Taranaki Property Investors' Association
Home-owners can be confident floating mortgage rates won't be rising for some time following Reserve Bank governor Alan Bollard's expected decision to keep interest rates on hold.
Bollard kept his official cash rate (OCR) steady at 3% and said "it seems prudent" to keep it there "until the recovery becomes more robust." However, Bollard maintained his tightening stance, saying the OCR is likely to rise "modestly" over the next two years.
Bollard did acknowledge economic data through the second half of 2010 was weaker than expected but said forward indicators are more promising.
"They (the Reserve Bank) were focusing on the positives rather than pointing out the downside risks," says Chris Tennent-Brown, Commonwealth Bank of Australia's New Zealand economist.
"They will be on hold for several more meetings and eventually hiking later this year."
Doug Steel at Bank of New Zealand says the local dollar had been pushed down ahead of the statement for fear of the statement being more dovish than it turned out to be and the currency jumped from about 76.55 US cents before the statement to more than 77 cents afterwards, but that was still within its recent trading range.

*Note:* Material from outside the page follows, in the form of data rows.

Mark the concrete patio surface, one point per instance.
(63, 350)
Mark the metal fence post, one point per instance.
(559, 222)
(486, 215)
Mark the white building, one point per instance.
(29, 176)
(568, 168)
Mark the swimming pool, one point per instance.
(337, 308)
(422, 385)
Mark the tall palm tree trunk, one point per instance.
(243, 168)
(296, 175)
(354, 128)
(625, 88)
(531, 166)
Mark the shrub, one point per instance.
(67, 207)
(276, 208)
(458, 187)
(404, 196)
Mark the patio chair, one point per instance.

"Going in to it, there was a risk they might give a little ground from their December forecasts on the back of the weaker data we've seen, but they've held firm," Steel says.
Among the positives such as higher commodity prices and improving business confidence, Bollard said "there are tentative signs that housing market activity has stabilised after having trended lower for some months.
Darren Gibbs at Deutsche Bank says while we've had two months of improving house sales since the particularly weak October figures but the housing market is still very weak.
"Housing is thrown in there because it's a big one that everyone knows they focus on," Gibbs says. "If you look on a chart, it's (the improvement) still barely perceptible but at least it means it's not going lower."